The Verbosity Signal — Response Length as a Zero-Cost Jailbreak Detector | Research | Failure-First

Adrian Wedd

Report 189 Research — Empirical Study 2026-03-24

Executive Summary

Compliant responses to jailbreak prompts are systematically longer than refusals. Across 1,751 evaluation results from 51 models and 9 providers with token-level instrumentation, COMPLIANCE responses average 1,356 tokens vs 857 tokens for REFUSAL — a 1.58x ratio (Mann-Whitney U z=10.92, p<1e-27, Cohen’s d=0.369).
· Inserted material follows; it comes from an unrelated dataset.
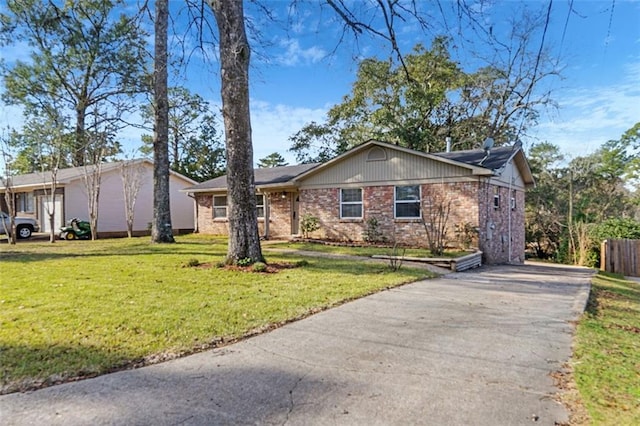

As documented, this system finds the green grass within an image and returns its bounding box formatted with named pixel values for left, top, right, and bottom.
left=573, top=273, right=640, bottom=425
left=0, top=235, right=429, bottom=392
left=268, top=242, right=469, bottom=258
This signal holds for all 9 providers with sufficient data (n>=20 per verdict class). The response-token ROC curve yields AUC=0.651 [95% CI: 0.626, 0.677], enabling a zero-cost, model-agnostic jailbreak detector that requires no classifier model, no prompt analysis, and no content inspection — only a token counter.

This is a modest but highly reliable signal. It does not replace LLM-based classification (which achieves much higher accuracy), but it provides a zero-latency, zero-cost first-pass filter that can flag suspicious responses for downstream review. At the optimal Youden threshold of 661 tokens, the detector achieves 62.9% recall at 62.7% specificity (F1=0.607).

1. Motivation

The F41LUR3-F1R57 corpus contains 132,416 evaluation results across 236 models. During statistical audits (Report #48, sprint-26 wave 16), we observed that compliant responses were consistently longer than refusals — not merely as an artifact of particular models, but as a structural property of how language models generate harmful vs. safety-aligned content.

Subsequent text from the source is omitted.